I know I have a chit load of grammar and spelling fook up's in my website, I'm just to lazy to fix em, even had a few customers tell me they liked it because they knew I did not send it off to have someone write it for me. Not sure if this is a good thing or bad lol. One day I will get around to it.

Pat


----------



## aaron61 (Apr 29, 2007)

PatsPainting said:


> I know I have a chit load of grammar and spelling fook up's in my website, I'm just to lazy to fix em, even had a few customers tell me they liked it because they knew I did not send it off to have someone write it for me. Not sure if this is a good thing or bad lol. One day I will get around to it.
> 
> Pat


Do you really believe that? Can you tell me why they would think that is a good thing? Could it be that that 1 their painter to be someone who can't afford such services?


----------



## PatsPainting (Mar 4, 2010)

aaron61 said:


> Do you really believe that? Can you tell me why they would think that is a good thing? Could it be that that 1 their painter to be someone who can't afford such services?


Because it gives them a real idea on who I am, makes it more genuine. Anybody can have someone write their content for them. Then it just falls under the same ole rhetoric as all the others out there. 

I do plan on fixing it, I just don't put much emphasis on my site as it really does not do anything for me.

Pat


----------



## PatsPainting (Mar 4, 2010)

aaron - your site looks great in google chrome and IE, has some issue in firefox just for your info.

Pat


----------



## [email protected] (Feb 24, 2008)

aaron61 said:


> Do you really believe that? Can you tell me why they would think that is a good thing? Could it be that that 1 their painter to be someone who can't afford such services?


Wow... are you snobby or just stuck in your own selfish rut? That was pretty damn rude...


----------



## PCM1 (Jul 1, 2010)

We wrote on own content and design, Just did not get relayed right.


----------



## nEighter (Nov 14, 2008)

so what is your link? You can even put it in your sig if you would like.


----------



## aaron61 (Apr 29, 2007)

[email protected] said:


> Wow... are you snobby or just stuck in your own selfish rut? That was pretty damn rude...

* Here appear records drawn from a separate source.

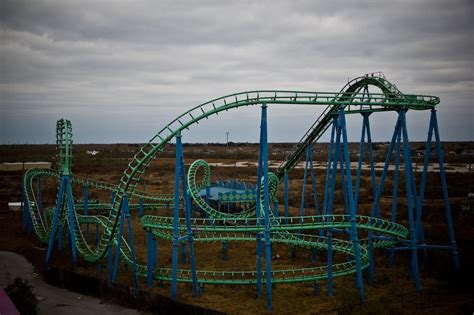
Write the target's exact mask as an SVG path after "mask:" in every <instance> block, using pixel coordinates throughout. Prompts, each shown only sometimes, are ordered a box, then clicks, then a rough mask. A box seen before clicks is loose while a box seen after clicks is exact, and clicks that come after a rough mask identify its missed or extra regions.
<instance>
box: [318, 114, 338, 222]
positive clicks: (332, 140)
mask: <svg viewBox="0 0 474 315" xmlns="http://www.w3.org/2000/svg"><path fill="white" fill-rule="evenodd" d="M336 128H337V117H333V119H332V128H331V140H330V142H329V150H328V152H329V153H328V162H327V164H326V182H325V184H324V198H323V209H322V212H321V214H326V213H327V201H328V198H329V182H330V180H331V177H330V175H331V163H332V160H333V144H334V136H335V132H336Z"/></svg>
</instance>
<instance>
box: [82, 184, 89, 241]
mask: <svg viewBox="0 0 474 315" xmlns="http://www.w3.org/2000/svg"><path fill="white" fill-rule="evenodd" d="M82 189H83V192H84V215H89V186H87V185H84V186H83V187H82ZM89 233H90V232H89V223H86V242H89Z"/></svg>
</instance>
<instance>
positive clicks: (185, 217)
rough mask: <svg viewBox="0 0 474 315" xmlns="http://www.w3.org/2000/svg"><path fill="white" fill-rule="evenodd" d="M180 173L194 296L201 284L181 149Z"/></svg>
mask: <svg viewBox="0 0 474 315" xmlns="http://www.w3.org/2000/svg"><path fill="white" fill-rule="evenodd" d="M180 173H181V183H182V191H183V199H184V210H185V212H184V213H185V220H186V238H187V240H188V244H189V262H190V264H191V275H192V279H193V296H195V297H196V296H198V295H199V285H198V280H197V271H196V260H195V256H194V240H193V238H194V236H193V231H192V229H191V207H192V203H191V197H190V196H189V193H188V188H187V184H186V169H185V164H184V157H183V153H182V150H181V156H180Z"/></svg>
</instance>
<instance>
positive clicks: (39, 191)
mask: <svg viewBox="0 0 474 315" xmlns="http://www.w3.org/2000/svg"><path fill="white" fill-rule="evenodd" d="M42 190H43V188H42V178H41V176H38V183H37V191H38V193H37V195H38V197H37V198H36V202H37V207H38V211H39V212H40V213H41V210H42V209H43V198H42Z"/></svg>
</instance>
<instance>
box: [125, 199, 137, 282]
mask: <svg viewBox="0 0 474 315" xmlns="http://www.w3.org/2000/svg"><path fill="white" fill-rule="evenodd" d="M124 203H125V218H126V219H127V225H128V244H129V247H130V255H131V258H132V272H133V285H134V287H135V289H138V269H137V256H136V255H135V242H134V240H133V228H132V222H131V217H130V208H129V205H128V203H129V200H128V197H126V196H125V197H124Z"/></svg>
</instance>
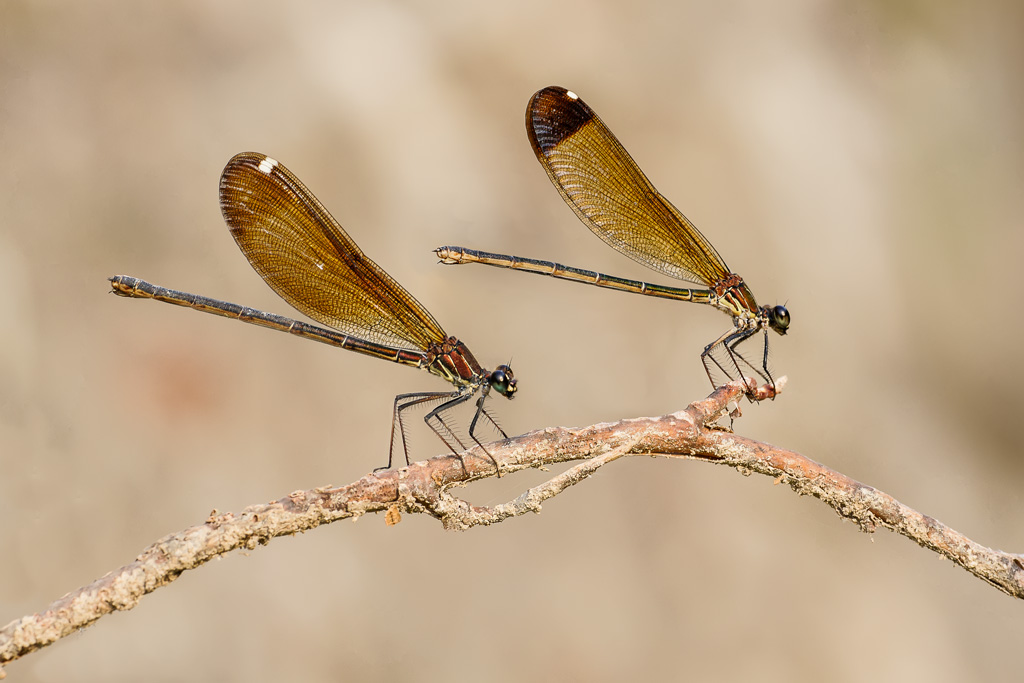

Not sure I understand why you think that is snobby or rude. I am refering to the fact that many potential customers are looking for cheap and could interpret a poorly done website as someone they can take advantage of.


----------



## vermontpainter (Dec 24, 2007)

I clicked a link from here the other day on one of my devices which has a safari browser on like a 8" screen and it was like a mushroom trip.


----------



## chrisn (Jul 15, 2007)

vermontpainter said:


> I clicked a link from here the other day on one of my devices which has a safari browser on like a 8" screen and it was like a mushroom trip.


 
kooool


----------



## vermontpainter (Dec 24, 2007)

Lol Nellie. Did you get your cdl?


----------



## House Painting Bids (Dec 20, 2009)

Best Idea


----------